Mayor Eric Adams on Monday truly did propose a New York City first: a composting mandate.
In an unprecedented move, residents of NYC will be required to separate garbage and organic waste under penalty of fines. Adams’ policy in particular takes aim at yard waste. New Yorkers with yards need to separate biodegradable materials (flowers, leaves, twigs, and grass clippings) from other waste into a separate bin for pickup by the NYC Department of Sanitation. It would be required for eight months of the year: March to July and September to November.
The New York Times says the Queens mandate will most likely take effect in June. DSNY records say that Brooklyn’s mandate will take effect on October 2, 2023, The Bronx and Staten Island’s mandate will take effect on March 25, 2024, and Manhattan’s will begin on October 7, 2024
“Yard waste is the right place to start because it’s something New Yorkers already naturally separate,” Jessica Tisch, Commissioner of DSNY, told the New York Times. “There’s no real behavioral change required, and I think you have to ease into these mandates.”
DSNY will commence a three-month education and warning period in each borough before residents get violations that will range in cost from $25 for a first-time offense to $400 for a third-time offense.
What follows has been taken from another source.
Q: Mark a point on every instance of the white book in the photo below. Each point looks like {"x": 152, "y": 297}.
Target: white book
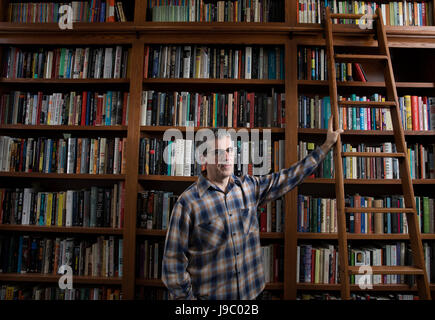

This new policy will be instituted as the city also rolls out its voluntary curbside composting program set to start in Brooklyn this coming October. Other boroughs will follow into 2024 to make it the largest program of its kind in the country. In only three months after it began this past October, the successful Queens pilot program accumulated over 12.7 million pounds of organic waste.
The message is clear: New Yorkers want to be sustainable.